A partire dal 20 novembre inizierà la Coppa del Mondo di calcio nello Stato del Qatar, un paese della penisola araba che affaccia sul Golfo Persico, così come deciso dalla Fifa, organismo che governa il calcio in tutto il mondo. Le federazioni, ovvero le nazioni partecipanti, ne saranno 32.
Il presidente ed il segretario generale della Fifa, in queste ore, stanno recapitando una lettera agli Stati interessati, suggerendo, in buona sostanza, di badare “solo” al calcio, consapevoli che quella monarchia costituzionale, di fatto monarchia assoluta, contrasta visibilmente i diritti sociali e del lavoro.
La Fifa pur sapendo che i lavoratori impiegati per le opere infrastrutturali legate al calcio, innanzitutto per la costruzione e l’ammodernamento degli stadi dove si disputeranno le gare, sono sfruttati da datori di lavoro senza scrupoli, che hanno addirittura un controllo pervasivo anche sulla “vita” dei lavoratori, non ha esitato 10 anni fa a scegliere quello Stato. Per eminenti interessi economici, non per altro!

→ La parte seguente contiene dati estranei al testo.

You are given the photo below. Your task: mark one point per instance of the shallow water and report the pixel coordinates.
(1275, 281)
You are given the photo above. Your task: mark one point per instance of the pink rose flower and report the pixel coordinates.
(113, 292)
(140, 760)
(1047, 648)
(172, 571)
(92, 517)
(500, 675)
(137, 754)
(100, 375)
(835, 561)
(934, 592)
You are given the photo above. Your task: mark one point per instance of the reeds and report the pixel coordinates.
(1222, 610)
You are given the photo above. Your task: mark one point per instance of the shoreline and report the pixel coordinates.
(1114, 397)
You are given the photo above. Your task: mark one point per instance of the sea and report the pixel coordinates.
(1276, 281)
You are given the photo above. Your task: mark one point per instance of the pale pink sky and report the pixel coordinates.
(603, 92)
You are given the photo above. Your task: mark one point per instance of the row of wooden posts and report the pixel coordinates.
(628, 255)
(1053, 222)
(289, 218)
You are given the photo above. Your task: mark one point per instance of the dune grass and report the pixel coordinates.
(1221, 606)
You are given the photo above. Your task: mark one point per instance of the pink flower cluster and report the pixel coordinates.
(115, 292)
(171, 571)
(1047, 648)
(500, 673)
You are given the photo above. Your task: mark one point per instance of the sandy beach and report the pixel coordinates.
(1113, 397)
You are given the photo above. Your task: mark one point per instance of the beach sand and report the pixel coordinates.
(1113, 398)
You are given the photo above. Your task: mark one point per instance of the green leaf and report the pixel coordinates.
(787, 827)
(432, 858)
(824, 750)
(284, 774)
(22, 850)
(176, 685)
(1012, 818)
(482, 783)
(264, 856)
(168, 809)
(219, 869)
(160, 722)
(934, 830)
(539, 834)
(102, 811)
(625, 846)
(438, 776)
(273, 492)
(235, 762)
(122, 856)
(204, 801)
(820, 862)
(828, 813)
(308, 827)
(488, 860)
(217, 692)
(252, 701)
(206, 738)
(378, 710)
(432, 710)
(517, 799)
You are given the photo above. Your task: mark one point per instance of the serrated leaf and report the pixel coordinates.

Amnesty International ha avanzato una petizione intitolata:” Qatar: stop allo sfruttamento dei lavoratori migranti!”. Impoverimento di manodopera, numero eccessivo di ore lavorate, impedimenti a cambiare lavoro, niente sindacalizzazione per rivendicare diritti, sono i fenomeni più evidenti a danno di chi sta “edificando” il sogno di un piccolo Stato che diventerà una vetrina sul mondo tra poco meno di quindici giorni.
Il movimento internazionale di persone che ha a cuore la difesa dei diritti umani non manca di far notare che, su 18 certificati di morte esaminati, ben 15 recano la spiegazione di morte per “cause naturali”. Lo stesso quotidiano britannico “Guardian” sostiene che il 69% dei lavoratori migranti del Qatar sono deceduti per presunte “cause naturali”, tra il 2010 e il 2020, in coincidenza dei lavori per i mondiali 2022. Dal 2010 al 2019 in Qatar sono morti 15.021 stranieri occupati e le cause dei decessi sembrerebbero abbastanza inattendibili.
Fifa e Stato del Qatar mettono la testa sotto la sabbia e fanno finta di non vedere condizioni intollerabili a danno dei lavoratori esposti a temperature estreme e a tassi elevati di umidità che, in quel clima, diventano potenzialmente letali.
Sharia, fustigazione per chi beve bevande alcoliche, lapidazione, blasfemia, frustate, completano l’impressionante volto di una tirannia che considera le testimonianze di donne nei tribunali meno importanti di quelle degli uomini.
Mentre un mondiale di calcio sospende il tempo di intere nazioni davanti alle proprie tv, scandisce i ritmi vitali di milioni di esseri umani affascinati dal gioco e rispolvera l’orgoglio nazionale anche di chi non tifa, e in qualche caso della storia anche in grado di condizionare gli scenari politici, in verità è uno sport macchiato da enormi interessi economici, talvolta mosso da interessi personali (conflitti di interesse) che hanno portato a scandali nella sua gestione e organizzazione.
Era proprio il caso di far disputare i mondiali del 2022 in quello Stato? Si rischia o meno di legittimare una monarchia che comprime i diritti umani, che non rispetta le donne e che usa la sharia per reprimere il dissenso ed assoggettare la popolazione a un regime a tratti spietato e sanguinario? Ma il calcio è il calcio.